Last year, in fact, 78 of the 85 children identified as “commercially exploited” victims of sex trafficking in Orange County were locals, said Sandra Morgan, a professor at Vanguard University and leader of the Global Center for Women and Justice who helped organize the event at OCMA.
Morgan said such statistics show how the Internet and widespread child exploitation – and, recently, the isolation of the pandemic – have combined to produce a huge recent spike in sex trafficking.
“During COVID, vulnerability was amplified and online recruiting grew exponentially,” said Morgan, a former nurse who has worked as a federal advisor on human trafficking.
“It’s an educated guess; I don’t have a lot of new data and I don’t trust the data that I do have,” Morgan added. “But it matches what law enforcement and others are seeing.”
That last point – a lack of centralized, reliable data about all levels of human trafficking, from victims to perpetrators to customers – was a subject in a June report from the Orange County Grand Jury titled “Human Sex Trafficking in Orange County.”
The Grand Jury wrote:
“A specialized law enforcement human trafficking database is needed that can track the different, but correlated information on human trafficking. A database is an essential component to the fight against human trafficking. For example, such systems are in place to combat gang suppression and car theft activity in Southern California. A similar system should be in place to combat human sex trafficking.”

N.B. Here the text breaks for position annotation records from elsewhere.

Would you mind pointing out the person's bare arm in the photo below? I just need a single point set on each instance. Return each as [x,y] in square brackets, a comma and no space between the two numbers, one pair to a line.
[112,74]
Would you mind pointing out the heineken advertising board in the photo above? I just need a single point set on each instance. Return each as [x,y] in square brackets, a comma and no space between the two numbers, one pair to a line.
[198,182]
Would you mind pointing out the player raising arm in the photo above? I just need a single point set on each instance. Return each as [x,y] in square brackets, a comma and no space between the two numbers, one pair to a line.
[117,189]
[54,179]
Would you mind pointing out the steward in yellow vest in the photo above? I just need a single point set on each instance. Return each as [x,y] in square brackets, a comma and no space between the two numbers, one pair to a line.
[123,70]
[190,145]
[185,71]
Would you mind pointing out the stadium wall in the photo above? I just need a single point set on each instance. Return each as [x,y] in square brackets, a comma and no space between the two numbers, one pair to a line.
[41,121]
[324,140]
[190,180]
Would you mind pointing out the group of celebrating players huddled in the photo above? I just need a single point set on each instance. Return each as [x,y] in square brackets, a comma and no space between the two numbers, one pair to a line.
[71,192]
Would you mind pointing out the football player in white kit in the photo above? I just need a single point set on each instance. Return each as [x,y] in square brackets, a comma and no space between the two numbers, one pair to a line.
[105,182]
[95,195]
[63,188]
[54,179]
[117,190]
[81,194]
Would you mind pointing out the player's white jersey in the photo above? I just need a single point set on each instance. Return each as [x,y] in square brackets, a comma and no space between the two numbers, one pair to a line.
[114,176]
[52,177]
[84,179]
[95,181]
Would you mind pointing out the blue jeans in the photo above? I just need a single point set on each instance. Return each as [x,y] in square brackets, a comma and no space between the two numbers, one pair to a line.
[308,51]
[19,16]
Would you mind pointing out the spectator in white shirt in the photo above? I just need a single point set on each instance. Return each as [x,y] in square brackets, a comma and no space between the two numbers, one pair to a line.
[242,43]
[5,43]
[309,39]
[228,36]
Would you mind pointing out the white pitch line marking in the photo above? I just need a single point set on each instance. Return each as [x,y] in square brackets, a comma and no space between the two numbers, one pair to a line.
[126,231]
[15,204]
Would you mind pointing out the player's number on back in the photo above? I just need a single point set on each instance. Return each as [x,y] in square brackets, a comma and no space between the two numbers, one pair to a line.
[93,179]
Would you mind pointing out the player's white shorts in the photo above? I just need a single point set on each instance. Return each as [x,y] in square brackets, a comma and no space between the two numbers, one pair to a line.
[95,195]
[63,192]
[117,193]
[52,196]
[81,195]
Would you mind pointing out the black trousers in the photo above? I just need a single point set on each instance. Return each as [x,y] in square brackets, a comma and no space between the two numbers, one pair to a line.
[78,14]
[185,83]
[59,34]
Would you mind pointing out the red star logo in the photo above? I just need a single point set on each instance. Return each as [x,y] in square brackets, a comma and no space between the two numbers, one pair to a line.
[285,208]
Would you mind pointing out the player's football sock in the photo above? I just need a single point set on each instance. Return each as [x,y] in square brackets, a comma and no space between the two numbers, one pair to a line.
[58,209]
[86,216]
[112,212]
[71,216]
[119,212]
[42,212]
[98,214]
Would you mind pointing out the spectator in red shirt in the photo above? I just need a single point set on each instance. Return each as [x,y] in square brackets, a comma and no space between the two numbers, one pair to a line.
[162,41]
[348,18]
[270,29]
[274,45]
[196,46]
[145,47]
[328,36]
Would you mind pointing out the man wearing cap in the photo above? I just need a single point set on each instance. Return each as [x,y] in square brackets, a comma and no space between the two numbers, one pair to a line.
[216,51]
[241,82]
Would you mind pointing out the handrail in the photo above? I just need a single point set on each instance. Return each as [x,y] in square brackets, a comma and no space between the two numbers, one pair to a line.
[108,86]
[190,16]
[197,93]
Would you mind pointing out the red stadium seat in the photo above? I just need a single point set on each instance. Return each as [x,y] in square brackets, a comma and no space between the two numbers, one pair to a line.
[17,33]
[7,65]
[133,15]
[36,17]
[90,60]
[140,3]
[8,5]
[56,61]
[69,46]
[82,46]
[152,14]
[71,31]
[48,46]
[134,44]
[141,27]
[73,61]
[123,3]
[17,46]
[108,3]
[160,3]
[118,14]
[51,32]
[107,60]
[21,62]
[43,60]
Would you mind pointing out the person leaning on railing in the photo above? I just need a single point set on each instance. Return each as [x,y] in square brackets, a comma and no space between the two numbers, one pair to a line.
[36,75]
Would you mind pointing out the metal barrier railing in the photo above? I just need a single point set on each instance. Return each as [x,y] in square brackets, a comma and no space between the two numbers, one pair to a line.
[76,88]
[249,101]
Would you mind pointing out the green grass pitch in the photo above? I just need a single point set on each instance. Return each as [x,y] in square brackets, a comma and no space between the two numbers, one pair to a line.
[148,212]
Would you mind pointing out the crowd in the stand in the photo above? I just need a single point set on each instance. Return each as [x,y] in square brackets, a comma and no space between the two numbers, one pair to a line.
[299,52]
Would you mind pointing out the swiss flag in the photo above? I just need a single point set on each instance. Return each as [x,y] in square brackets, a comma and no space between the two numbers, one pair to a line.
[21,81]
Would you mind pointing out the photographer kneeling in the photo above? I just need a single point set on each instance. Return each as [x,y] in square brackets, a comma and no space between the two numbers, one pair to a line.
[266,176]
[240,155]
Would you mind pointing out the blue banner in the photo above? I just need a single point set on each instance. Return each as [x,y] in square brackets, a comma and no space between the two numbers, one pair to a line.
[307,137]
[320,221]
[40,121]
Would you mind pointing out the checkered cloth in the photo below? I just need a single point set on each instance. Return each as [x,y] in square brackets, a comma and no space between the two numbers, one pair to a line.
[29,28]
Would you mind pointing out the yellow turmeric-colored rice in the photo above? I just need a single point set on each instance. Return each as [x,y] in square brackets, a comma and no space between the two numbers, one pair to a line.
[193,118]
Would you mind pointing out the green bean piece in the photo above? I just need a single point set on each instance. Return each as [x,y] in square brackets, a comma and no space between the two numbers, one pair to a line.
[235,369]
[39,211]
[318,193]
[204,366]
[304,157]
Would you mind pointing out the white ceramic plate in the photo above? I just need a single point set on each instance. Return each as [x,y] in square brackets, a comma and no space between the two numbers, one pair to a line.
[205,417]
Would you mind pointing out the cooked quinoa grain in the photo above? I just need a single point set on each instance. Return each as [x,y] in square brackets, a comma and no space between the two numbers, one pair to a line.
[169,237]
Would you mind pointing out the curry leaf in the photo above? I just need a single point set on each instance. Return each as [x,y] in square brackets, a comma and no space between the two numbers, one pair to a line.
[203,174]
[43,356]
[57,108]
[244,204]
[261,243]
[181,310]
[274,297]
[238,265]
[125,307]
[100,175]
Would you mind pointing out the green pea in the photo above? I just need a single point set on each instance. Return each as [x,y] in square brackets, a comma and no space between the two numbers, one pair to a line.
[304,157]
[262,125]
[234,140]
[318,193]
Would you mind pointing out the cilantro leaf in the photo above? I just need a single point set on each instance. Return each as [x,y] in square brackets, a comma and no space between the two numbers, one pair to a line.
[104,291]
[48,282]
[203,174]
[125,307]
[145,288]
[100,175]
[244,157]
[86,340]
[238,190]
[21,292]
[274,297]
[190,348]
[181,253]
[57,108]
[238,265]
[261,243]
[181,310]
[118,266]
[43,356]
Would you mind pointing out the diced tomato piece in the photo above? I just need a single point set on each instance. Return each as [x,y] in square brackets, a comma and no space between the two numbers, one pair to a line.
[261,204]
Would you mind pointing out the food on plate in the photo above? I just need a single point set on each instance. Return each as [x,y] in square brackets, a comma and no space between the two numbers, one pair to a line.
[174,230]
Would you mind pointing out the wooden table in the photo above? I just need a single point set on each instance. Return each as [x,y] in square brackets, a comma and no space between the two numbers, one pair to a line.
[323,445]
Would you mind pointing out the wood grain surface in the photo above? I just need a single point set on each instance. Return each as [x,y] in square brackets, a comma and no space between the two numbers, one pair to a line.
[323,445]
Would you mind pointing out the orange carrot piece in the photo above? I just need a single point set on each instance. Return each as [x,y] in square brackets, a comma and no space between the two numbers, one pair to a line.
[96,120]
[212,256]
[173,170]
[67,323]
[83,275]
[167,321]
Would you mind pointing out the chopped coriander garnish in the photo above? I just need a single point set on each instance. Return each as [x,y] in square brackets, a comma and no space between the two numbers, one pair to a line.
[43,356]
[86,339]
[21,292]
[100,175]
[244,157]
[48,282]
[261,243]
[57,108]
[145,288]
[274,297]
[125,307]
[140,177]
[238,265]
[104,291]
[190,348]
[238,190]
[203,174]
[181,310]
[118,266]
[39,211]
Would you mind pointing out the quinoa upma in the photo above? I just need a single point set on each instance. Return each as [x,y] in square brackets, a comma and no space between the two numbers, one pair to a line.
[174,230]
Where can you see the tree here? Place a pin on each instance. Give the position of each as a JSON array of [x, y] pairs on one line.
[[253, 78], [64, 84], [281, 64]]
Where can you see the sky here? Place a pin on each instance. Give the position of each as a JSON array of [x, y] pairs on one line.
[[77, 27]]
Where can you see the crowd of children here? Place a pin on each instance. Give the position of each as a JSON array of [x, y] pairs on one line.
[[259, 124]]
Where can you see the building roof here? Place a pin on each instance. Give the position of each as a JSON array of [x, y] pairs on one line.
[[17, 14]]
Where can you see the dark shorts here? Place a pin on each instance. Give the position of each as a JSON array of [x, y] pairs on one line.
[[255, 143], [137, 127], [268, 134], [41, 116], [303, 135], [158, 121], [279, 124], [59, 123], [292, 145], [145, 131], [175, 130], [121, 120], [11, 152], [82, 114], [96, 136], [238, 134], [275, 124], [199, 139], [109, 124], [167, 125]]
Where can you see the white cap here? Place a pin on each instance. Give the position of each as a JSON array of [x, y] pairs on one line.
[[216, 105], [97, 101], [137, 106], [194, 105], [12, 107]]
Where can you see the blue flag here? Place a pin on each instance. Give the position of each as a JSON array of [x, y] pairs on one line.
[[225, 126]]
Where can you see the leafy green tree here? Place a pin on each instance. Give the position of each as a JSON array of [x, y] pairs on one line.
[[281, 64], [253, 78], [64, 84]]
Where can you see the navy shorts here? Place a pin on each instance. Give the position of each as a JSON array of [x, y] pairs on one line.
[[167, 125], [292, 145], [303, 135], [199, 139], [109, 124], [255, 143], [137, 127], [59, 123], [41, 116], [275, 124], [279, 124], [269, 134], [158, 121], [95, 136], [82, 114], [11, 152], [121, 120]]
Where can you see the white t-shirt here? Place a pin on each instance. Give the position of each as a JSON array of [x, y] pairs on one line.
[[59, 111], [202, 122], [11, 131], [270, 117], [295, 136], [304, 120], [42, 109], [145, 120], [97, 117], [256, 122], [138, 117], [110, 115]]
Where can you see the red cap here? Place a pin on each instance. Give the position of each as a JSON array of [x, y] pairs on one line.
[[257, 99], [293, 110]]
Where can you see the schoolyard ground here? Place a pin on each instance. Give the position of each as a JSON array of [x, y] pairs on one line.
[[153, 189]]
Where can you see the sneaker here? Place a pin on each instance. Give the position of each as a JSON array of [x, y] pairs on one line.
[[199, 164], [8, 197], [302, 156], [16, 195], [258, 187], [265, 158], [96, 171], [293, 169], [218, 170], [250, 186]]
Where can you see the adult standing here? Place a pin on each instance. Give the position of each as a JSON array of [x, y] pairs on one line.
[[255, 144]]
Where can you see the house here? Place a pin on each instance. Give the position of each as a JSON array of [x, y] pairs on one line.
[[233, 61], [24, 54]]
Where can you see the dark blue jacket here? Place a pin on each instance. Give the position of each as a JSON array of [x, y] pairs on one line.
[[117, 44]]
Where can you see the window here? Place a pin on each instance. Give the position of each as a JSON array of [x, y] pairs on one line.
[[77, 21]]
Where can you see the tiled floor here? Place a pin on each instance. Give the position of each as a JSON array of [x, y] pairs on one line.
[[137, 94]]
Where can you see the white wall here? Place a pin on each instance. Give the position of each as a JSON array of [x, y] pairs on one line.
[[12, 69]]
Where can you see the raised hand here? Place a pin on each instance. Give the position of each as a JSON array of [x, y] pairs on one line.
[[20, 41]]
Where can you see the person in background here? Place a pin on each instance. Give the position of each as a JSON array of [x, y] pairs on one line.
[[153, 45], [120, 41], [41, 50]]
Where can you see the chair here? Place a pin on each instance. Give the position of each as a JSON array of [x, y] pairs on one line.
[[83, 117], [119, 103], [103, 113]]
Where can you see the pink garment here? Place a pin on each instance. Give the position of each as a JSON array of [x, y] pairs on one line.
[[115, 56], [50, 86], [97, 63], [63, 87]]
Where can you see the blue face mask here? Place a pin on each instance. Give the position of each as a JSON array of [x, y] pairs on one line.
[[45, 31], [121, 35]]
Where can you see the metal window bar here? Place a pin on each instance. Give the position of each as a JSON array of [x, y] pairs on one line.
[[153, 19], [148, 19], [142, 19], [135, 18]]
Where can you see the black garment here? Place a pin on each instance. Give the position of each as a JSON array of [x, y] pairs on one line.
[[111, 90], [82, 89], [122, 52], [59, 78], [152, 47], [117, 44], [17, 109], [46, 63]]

Such comparisons suggest how authorities still underestimate or understate the damage of human trafficking. That, too, was a theme of the event at the Orange County Museum of Art and something Samueli and others said they hope to change.
After telling the audience that human trafficking affects about 28 million people around the world and generates at least $150 billion a year for the people who control them, John Richmond, a former federal prosecutor who from 2018 through 2021 served as the U.S. Ambassador at-Large to Monitor and Combat Trafficking in Persons, drew a few gasps when he said the United States “spends more to combat wildlife trafficking than it spends on human trafficking.”
Richmond, who noted that only in the last few years has every nation on earth explicitly outlawed slavery, said that even though the United States is getting better at combating human trafficking and generally is viewed as an international leader on the issue, it’s still largely a version of prosecutorial whack-a-mole.
Samueli, among others, said one issue that could change the dynamics of human trafficking is to focus as much on consumer demand as on the victims who are forced to be suppliers.
“I don’t understand why we just can’t stop the people who are buying trafficked services. If you get your nails done, or people doing your yard work, right now people have no idea if the people they’re hiring are working voluntarily,” she said.
“And when it comes to trafficking girls. I would put the photos of the buyers up at the airport,” Samueli added. “I think that would send the message of, ‘If you don’t want this to happen to you, then don’t do this.’”
Samueli, wife of Broadcom co-founder Henry Samueli, suggested everything from new technologies (“an app that could help tell consumers about the labor behind a certain product”) to political action against a new push to create legal red light districts in some parts of California could be on the table for her group going forward. She also said she isn’t sure of the specific next step for her group, but more public awareness events are coming.
That, on its own, might help.
Richmond, who has prosecuted federal trafficking cases in Santa Ana and now leads the non-profit human rights organization Libertas Council, said change on human trafficking will come only if the public – as consumers, as voters, as advocates – takes the issue seriously.
“The question is going to be this: Do we care more about people than traffickers care about profits?”